Ashley Madison hackers make good threat to publish user details

Key points

The hackers who last month claimed to have penetrated the (seemingly lackadaisical) security of infidelity dating website Ashley Madison have made good on their threat and dumped 9.7 gigabytes of user data on an untraceable "dark web" site. And the accounts include someone claiming to be "Tony Blair".

Ten gigabyte dump on .onion address includes users' names, addresses and credit card details

And the accounts include someone claiming to be "Tony Blair".

The data dump includes user names and passwords, as well as the names, addresses, phone numbers and payment card details that the users keyed-in to the website.

In a statement, the hackers - whose motives appear to be moral - said that they had published the details because Ashley Madison's owner, Avid Life Media, had failed to comply with their demand to discontinue the site.

"Avid Life Media has failed to take down Ashley Madison and Established Men. We have explained the fraud, deceit, and stupidity of ALM and their members. Now everyone gets to see their data."

They continued: "Keep in mind the site is a scam with thousands of fake female profiles. See ashley Madison fake profile lawsuit; 90-95 per cent of actual users are male.
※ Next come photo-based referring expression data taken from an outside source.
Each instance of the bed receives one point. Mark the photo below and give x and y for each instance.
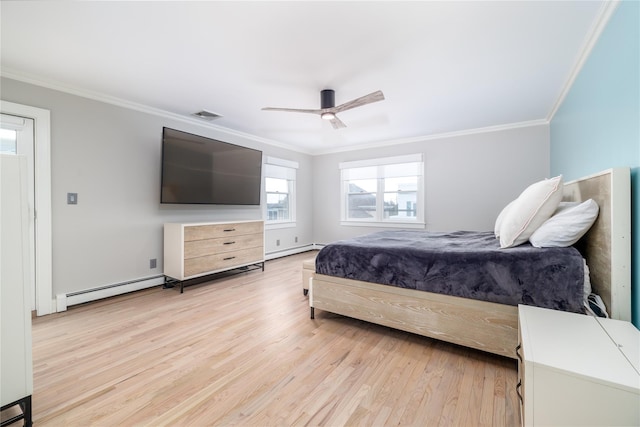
(491, 326)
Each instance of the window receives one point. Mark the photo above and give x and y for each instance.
(280, 184)
(383, 191)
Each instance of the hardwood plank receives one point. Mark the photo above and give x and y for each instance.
(242, 350)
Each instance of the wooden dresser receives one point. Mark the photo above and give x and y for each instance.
(576, 369)
(198, 249)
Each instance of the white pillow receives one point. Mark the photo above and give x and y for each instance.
(500, 219)
(533, 206)
(566, 226)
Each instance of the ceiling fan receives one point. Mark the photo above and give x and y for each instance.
(328, 108)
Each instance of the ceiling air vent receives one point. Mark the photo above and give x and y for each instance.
(207, 115)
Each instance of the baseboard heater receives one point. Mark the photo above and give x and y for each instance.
(80, 297)
(74, 298)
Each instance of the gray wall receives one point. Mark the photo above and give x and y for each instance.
(111, 157)
(468, 179)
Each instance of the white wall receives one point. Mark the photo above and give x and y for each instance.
(111, 157)
(468, 179)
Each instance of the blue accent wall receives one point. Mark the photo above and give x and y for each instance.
(597, 126)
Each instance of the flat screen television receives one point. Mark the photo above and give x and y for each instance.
(200, 170)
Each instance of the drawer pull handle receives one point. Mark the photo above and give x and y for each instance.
(518, 386)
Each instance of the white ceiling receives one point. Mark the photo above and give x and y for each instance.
(443, 66)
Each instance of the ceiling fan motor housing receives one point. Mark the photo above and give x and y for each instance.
(327, 98)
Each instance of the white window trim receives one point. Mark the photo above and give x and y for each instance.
(289, 223)
(389, 223)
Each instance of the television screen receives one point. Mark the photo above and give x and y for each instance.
(199, 170)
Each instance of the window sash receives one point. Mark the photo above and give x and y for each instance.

Chances are your man signed up on the world's biggest affair site, but never had one. He just tried to. If that distinction matters.

"Find yourself in here? It was ALM [Ashley Madison] that failed you and lied to you. Prosecute them and claim damages. Then move on with your life. Learn your lesson and make amends. Embarrassing now, but you'll get over it."

While the hackers claim to have published data from Ashley Madison and Established Men, a website run by Avid Life Media for young women to hook-up with rich older men, they appear to have ignored "Cougar Life", another Avid Life Media-owned company for older women to snag younger men.

Early analyses of the data dump indicate that passwords, at least, were hashed using the reasonably secure bcrypt algorithm for PHP, which is an improvement on MD5 hashes or, all too common in recent attacks, plain text, but bcrypt can be cracked by a determined attacker.

Last month, Ashley Madison CEO Noel Biderman admitted the hack, but claimed that it was an inside job and implied that the attackers were known and would, hence, be quickly apprehended: "I've got their profile right in front of me, all their work credentials. It was definitely a person here that was not an employee but certainly had touched our technical services," Biderman told security specialist Brian Krebs.

He also implied that the company was working with law enforcement agencies to take down The Impact Team, the group that, it was widely claimed at the time, to be behind the attack. Tuesday's missive from the hackers signed off: "We are not Impact Team, in case that wasn't clear."

At the time of the attack in July, the hackers also claimed that the $19 that the company charges for users to fully delete their account - expunging all record of their ever having been a member of the site - was total nonsense: the hackers claim that their details will also be in the 9.7GB data dump.

Indeed, despite their moralising about the rationale of the website - facilitating relationship cheating - they claim to have been ultimately motivated by the "complete lie" of Ashley Madison's $19 Full Delete feature.

"Full Delete netted ALM $1.7 million in revenue in 2014. It's also a complete lie," they wrote. "Users almost always pay with credit card; their purchase details are not removed as promised, and include real name and address, which is, of course, the most important information the users want removed."